Das die sogenannten "Playlisten" bei führenden Musikstreaminganbietern immer wichtiger für Künstler werden zeigt sich alleine dadurch das sich das Veröffentlichungsverhalten der meisten Künstler nach ebendiesen Playlisten ausrichtet. Lieber viele Singles anstatt eines gebündelten Albums, lieber kürzere als längere Songs. So weit so gut.

Besonders die Relevanz des Streamings für Rapper und ihre Karrieren werden zum Argument in der Petition. Eine Person mit dem Usernamen Mark L., die die Petition auf avaaz.org ins Leben gerufen hat, schreibt, dass sich das Veröffentlichungsverhalten dem Streamingzeitalter immer mehr anpasst:

"Lieber viele Singles anstatt eines gebündelten Albums, lieber kürzere als längere Songs."

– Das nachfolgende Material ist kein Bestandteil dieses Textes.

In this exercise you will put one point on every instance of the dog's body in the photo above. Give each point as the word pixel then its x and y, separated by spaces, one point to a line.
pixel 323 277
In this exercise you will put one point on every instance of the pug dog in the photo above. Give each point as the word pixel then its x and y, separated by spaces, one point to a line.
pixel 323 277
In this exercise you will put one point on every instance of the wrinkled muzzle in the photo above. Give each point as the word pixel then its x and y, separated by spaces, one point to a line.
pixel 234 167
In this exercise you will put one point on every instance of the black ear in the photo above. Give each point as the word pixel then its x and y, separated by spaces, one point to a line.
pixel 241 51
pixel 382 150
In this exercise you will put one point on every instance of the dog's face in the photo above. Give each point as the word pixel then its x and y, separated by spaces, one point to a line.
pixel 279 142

Weiter nennt der Autor vier Spotify-Playlisten, die seiner Meinung nach relevant sind – "Modus Mio", "Deutschrap Brandneu", "Deutschrap Royal" und "Shisha Club". Alternative Rapmusik sei nur noch auf der Playlist "Rap in Deep" zu hören.

Der Untergrund als "Rückgrat für den Rap von heute"

Der Autor begründet anschließend, warum besonders Künstler aus dem Untergrund gefördert werden müssten.

"Im Untergrund bilden sich neue Strömungen, im Untergrund gibt es die musikalisch spannenderen Veröffentlichungen, der Untergrund birgt die Stars von morgen und das Rückgrat für Rap von heute."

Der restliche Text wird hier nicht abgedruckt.